Two weeks ago, southern England was hit by heavy snowfalls. People from other parts of the world where deep snow is a permanent feature in winter must laugh at our inability to cope, as schools, shops, and businesses closed in the face of a few inches of the white stuff. The children loved it, of course, and we made our annual sledging trip to St Catherine’s Hill. The hill, just outside Winchester, has a place in the history of football, as it was here that Winchester College’s unique version of the game claims its origins. When the snow comes, though, no-one cares about that, as the slopes are taken over by hundreds of people sledging. With the schools closed, children and their parents were out in force, augmented by students from the University and the Art School who were happy to take the afternoon off. It had a genuine community feeling of a town at play. The sledges on display ranged from proper purpose-built ones, many of them bought in a hurry from the city’s only sport shop that managed to stay open on the snowy day, through to homemade efforts and improvised craft: fertiliser sacks, laundry baskets, and even tea trays that looked as though they may have been borrowed from the Art School’s canteen all did service.

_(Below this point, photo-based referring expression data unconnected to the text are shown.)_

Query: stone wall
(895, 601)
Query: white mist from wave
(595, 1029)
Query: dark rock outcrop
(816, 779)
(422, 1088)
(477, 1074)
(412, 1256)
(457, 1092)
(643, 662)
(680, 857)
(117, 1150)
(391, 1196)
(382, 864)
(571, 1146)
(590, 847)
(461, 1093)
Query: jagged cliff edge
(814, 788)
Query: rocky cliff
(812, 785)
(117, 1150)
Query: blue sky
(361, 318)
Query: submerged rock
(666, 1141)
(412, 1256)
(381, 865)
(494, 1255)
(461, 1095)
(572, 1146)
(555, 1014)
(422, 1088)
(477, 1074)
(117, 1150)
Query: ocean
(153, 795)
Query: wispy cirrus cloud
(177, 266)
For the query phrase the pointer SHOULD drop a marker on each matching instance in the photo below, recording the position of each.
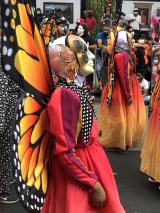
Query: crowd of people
(126, 62)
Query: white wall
(76, 8)
(128, 6)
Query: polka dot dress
(87, 107)
(9, 95)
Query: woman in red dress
(122, 114)
(81, 177)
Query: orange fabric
(146, 51)
(121, 124)
(150, 156)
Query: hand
(98, 196)
(129, 101)
(100, 87)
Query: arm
(100, 45)
(146, 87)
(65, 125)
(92, 43)
(121, 62)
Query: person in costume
(80, 170)
(57, 160)
(9, 95)
(150, 156)
(122, 114)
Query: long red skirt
(121, 124)
(150, 154)
(65, 195)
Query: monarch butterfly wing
(24, 59)
(32, 150)
(48, 28)
(24, 56)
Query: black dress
(9, 95)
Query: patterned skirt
(150, 157)
(9, 95)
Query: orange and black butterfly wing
(24, 54)
(31, 153)
(24, 59)
(49, 29)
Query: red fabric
(91, 22)
(65, 193)
(63, 126)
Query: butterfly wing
(49, 29)
(31, 153)
(25, 60)
(24, 55)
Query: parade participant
(122, 114)
(135, 22)
(54, 163)
(90, 21)
(9, 95)
(83, 32)
(150, 156)
(155, 25)
(77, 153)
(144, 87)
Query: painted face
(80, 30)
(84, 56)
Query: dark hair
(142, 36)
(85, 27)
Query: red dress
(121, 124)
(76, 165)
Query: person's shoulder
(99, 34)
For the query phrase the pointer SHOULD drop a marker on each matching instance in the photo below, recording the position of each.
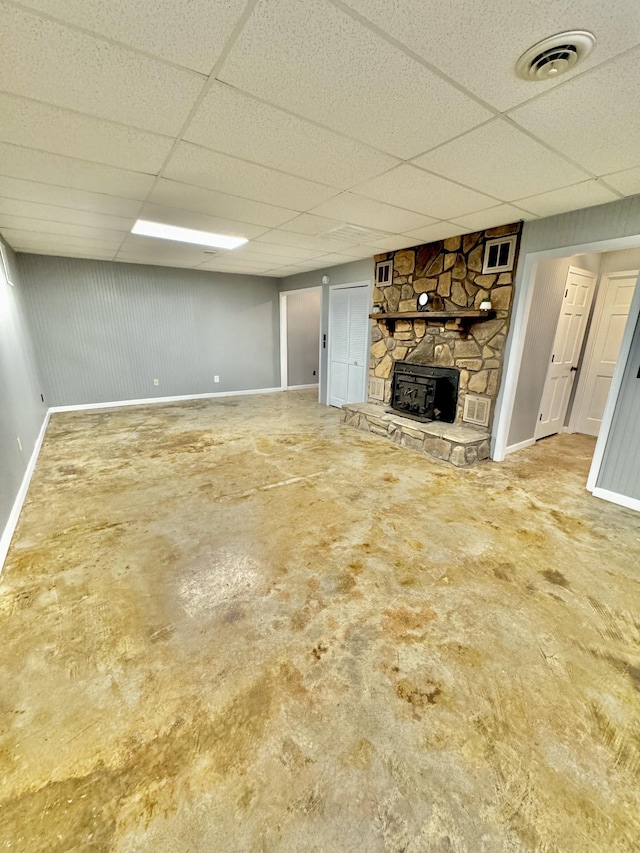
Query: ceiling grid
(282, 120)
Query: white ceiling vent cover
(555, 55)
(476, 410)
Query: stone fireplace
(424, 364)
(450, 271)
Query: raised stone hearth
(460, 445)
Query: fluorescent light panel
(186, 235)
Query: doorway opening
(349, 339)
(576, 326)
(300, 327)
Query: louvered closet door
(348, 344)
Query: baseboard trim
(301, 387)
(615, 498)
(520, 445)
(16, 509)
(149, 400)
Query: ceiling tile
(358, 210)
(279, 237)
(139, 246)
(391, 244)
(52, 213)
(32, 165)
(314, 226)
(272, 249)
(174, 194)
(218, 265)
(201, 167)
(479, 45)
(23, 223)
(502, 161)
(32, 240)
(235, 123)
(59, 131)
(334, 258)
(359, 252)
(80, 200)
(627, 182)
(191, 34)
(57, 251)
(283, 272)
(589, 118)
(152, 260)
(502, 214)
(200, 221)
(576, 197)
(49, 62)
(344, 76)
(439, 231)
(412, 188)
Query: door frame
(612, 400)
(284, 348)
(598, 310)
(587, 274)
(332, 289)
(519, 326)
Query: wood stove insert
(425, 393)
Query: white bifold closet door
(348, 344)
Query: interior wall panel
(21, 410)
(620, 469)
(105, 331)
(342, 274)
(303, 337)
(561, 234)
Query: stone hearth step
(459, 444)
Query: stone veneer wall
(452, 269)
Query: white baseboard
(148, 400)
(14, 515)
(520, 445)
(615, 498)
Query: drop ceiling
(283, 120)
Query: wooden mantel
(465, 317)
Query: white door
(567, 345)
(614, 300)
(348, 344)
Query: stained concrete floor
(236, 625)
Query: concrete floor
(236, 625)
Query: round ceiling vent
(555, 55)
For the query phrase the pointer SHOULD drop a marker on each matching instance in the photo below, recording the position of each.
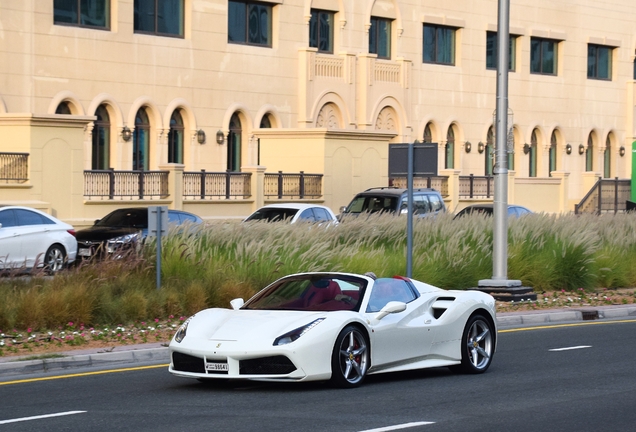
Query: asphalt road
(580, 377)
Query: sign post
(157, 226)
(634, 171)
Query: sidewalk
(157, 353)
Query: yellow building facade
(314, 86)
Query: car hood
(248, 325)
(99, 233)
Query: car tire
(477, 346)
(350, 358)
(54, 259)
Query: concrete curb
(15, 366)
(155, 353)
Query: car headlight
(181, 332)
(291, 336)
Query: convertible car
(339, 327)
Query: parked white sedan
(338, 327)
(30, 238)
(293, 213)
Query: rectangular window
(491, 51)
(321, 30)
(159, 17)
(543, 56)
(249, 23)
(439, 44)
(599, 62)
(380, 37)
(82, 13)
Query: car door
(10, 240)
(37, 232)
(398, 337)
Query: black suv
(426, 201)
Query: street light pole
(500, 282)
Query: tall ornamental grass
(209, 266)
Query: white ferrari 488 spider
(339, 327)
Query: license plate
(217, 367)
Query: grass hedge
(225, 260)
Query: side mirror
(237, 303)
(389, 308)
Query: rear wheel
(350, 358)
(54, 259)
(477, 346)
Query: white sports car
(339, 327)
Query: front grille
(275, 365)
(187, 363)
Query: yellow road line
(83, 374)
(540, 327)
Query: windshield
(311, 293)
(130, 218)
(372, 204)
(272, 214)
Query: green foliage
(224, 260)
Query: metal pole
(500, 230)
(409, 220)
(159, 228)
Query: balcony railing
(293, 185)
(476, 186)
(14, 167)
(125, 184)
(440, 183)
(211, 185)
(606, 196)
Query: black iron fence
(296, 185)
(473, 186)
(439, 183)
(206, 185)
(606, 196)
(125, 184)
(14, 167)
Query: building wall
(209, 79)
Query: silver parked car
(30, 238)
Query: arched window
(589, 153)
(175, 138)
(428, 134)
(553, 152)
(607, 157)
(141, 141)
(532, 155)
(63, 108)
(490, 144)
(100, 148)
(450, 149)
(234, 144)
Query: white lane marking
(396, 427)
(571, 348)
(41, 417)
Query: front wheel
(477, 346)
(350, 358)
(54, 259)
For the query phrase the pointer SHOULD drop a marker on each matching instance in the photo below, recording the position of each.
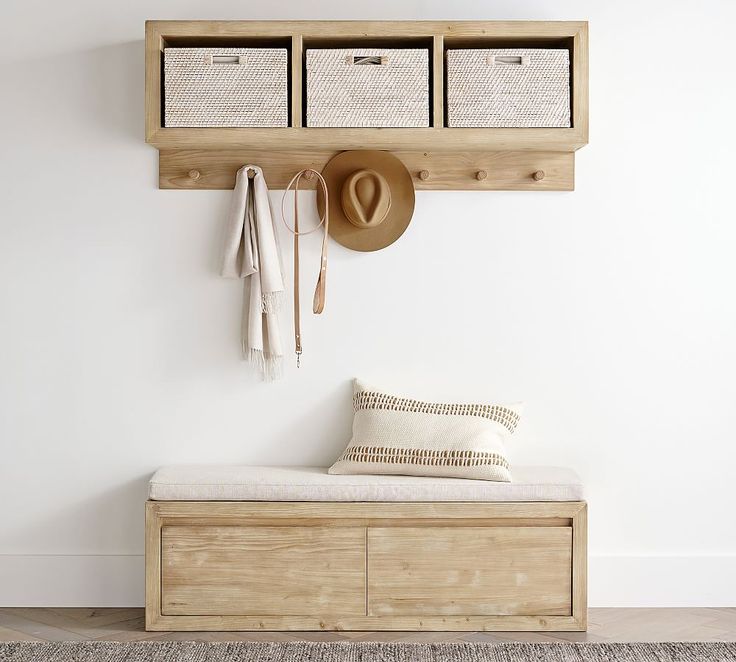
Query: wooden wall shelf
(510, 158)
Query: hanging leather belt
(318, 303)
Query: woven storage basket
(225, 87)
(512, 87)
(368, 87)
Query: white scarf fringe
(252, 253)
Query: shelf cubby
(438, 157)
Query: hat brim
(338, 169)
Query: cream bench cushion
(247, 483)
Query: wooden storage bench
(258, 548)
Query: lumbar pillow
(398, 435)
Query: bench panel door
(262, 570)
(470, 571)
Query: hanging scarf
(252, 253)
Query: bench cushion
(246, 483)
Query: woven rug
(187, 651)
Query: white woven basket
(511, 87)
(225, 87)
(368, 87)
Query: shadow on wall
(318, 434)
(109, 521)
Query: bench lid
(247, 483)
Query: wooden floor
(72, 624)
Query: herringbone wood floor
(72, 624)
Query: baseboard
(614, 581)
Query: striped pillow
(397, 435)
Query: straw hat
(371, 199)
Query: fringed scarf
(252, 253)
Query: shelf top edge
(314, 28)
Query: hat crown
(366, 198)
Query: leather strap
(318, 303)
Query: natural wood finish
(439, 139)
(366, 623)
(452, 148)
(171, 512)
(438, 81)
(295, 87)
(275, 571)
(469, 572)
(153, 565)
(513, 171)
(580, 567)
(225, 560)
(606, 625)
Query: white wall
(610, 310)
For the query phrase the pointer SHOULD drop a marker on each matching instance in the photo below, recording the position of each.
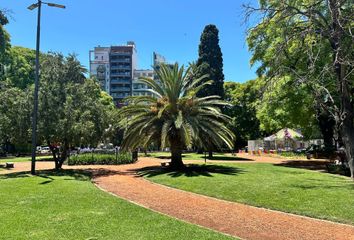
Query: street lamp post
(36, 81)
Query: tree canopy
(177, 117)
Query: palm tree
(176, 117)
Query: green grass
(23, 159)
(195, 156)
(69, 206)
(286, 189)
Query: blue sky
(169, 27)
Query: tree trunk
(346, 118)
(176, 153)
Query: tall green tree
(244, 98)
(177, 117)
(311, 41)
(284, 104)
(210, 62)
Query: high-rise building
(140, 88)
(114, 68)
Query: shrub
(101, 159)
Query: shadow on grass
(214, 158)
(49, 175)
(190, 171)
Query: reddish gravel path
(232, 218)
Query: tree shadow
(191, 170)
(229, 158)
(49, 175)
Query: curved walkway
(231, 218)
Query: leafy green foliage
(176, 118)
(72, 109)
(210, 62)
(20, 67)
(15, 116)
(4, 44)
(285, 105)
(100, 159)
(244, 98)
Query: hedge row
(100, 159)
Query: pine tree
(210, 61)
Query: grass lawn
(23, 159)
(292, 190)
(195, 156)
(69, 206)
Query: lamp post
(36, 81)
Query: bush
(101, 159)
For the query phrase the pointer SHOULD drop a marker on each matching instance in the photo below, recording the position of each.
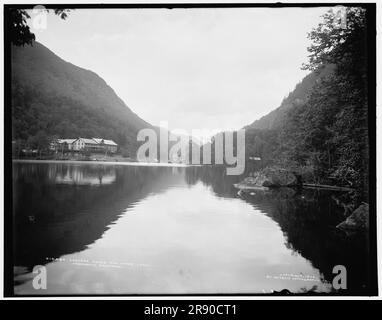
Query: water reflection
(175, 230)
(52, 219)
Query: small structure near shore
(269, 178)
(357, 221)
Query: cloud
(195, 68)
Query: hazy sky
(195, 68)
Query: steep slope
(54, 97)
(298, 96)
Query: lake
(112, 229)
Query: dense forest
(53, 98)
(321, 129)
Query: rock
(357, 221)
(270, 178)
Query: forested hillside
(54, 98)
(321, 128)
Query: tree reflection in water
(307, 217)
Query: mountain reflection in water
(126, 229)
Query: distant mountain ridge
(55, 97)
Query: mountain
(52, 97)
(298, 96)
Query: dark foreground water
(105, 229)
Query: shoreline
(120, 163)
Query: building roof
(88, 141)
(69, 141)
(104, 141)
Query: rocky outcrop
(357, 221)
(269, 178)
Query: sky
(217, 69)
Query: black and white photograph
(190, 150)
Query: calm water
(125, 230)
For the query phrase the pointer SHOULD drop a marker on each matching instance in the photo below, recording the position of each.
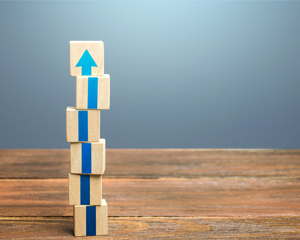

The afternoon struck me as deeply torn in time. On the one hand, this kind of play depended on all sorts of features of modern life, from the mass produced sledges in dura
ble plastics through to the comfortable clothes that kept us all warm. In other ways, it was almost pre-industrial. The time discipline of the normal school and office day was overturned, and we were out as a community, playing in natural spaces rather than the cultural spaces of stadiums or playgrounds, and the play was made possible only by the weather. The fact that many people improvised their sledges – the tea trays and fertiliser sacks – only added to the sense that this was an old way of playing.
It reminded me strongly of a painting by Pieter Bruegel the Elder that I use in my sports history classes. Winter Landscape with Skaters and Bird Trap, painted in 1565 and now in the Musées Royaux des Beaux-Arts, Brussels, shows a snowy scene in which the townspeople have taken to the frozen river to play. Some skate, others play on sledges, some play a game that looks a lot like curling, while the group in the bottom left-hand corner are playing a golf-like game on the ice. Leaving aside any allegorical meanings the painting has, it is a wonderful representation of spontaneous play using improvised equipment, found spaces, and the weather. It’s too easy to think of our ways of playing as purely modern, and it’s useful every now and then to sit back and recognise some ways of playing that transcend time and culture.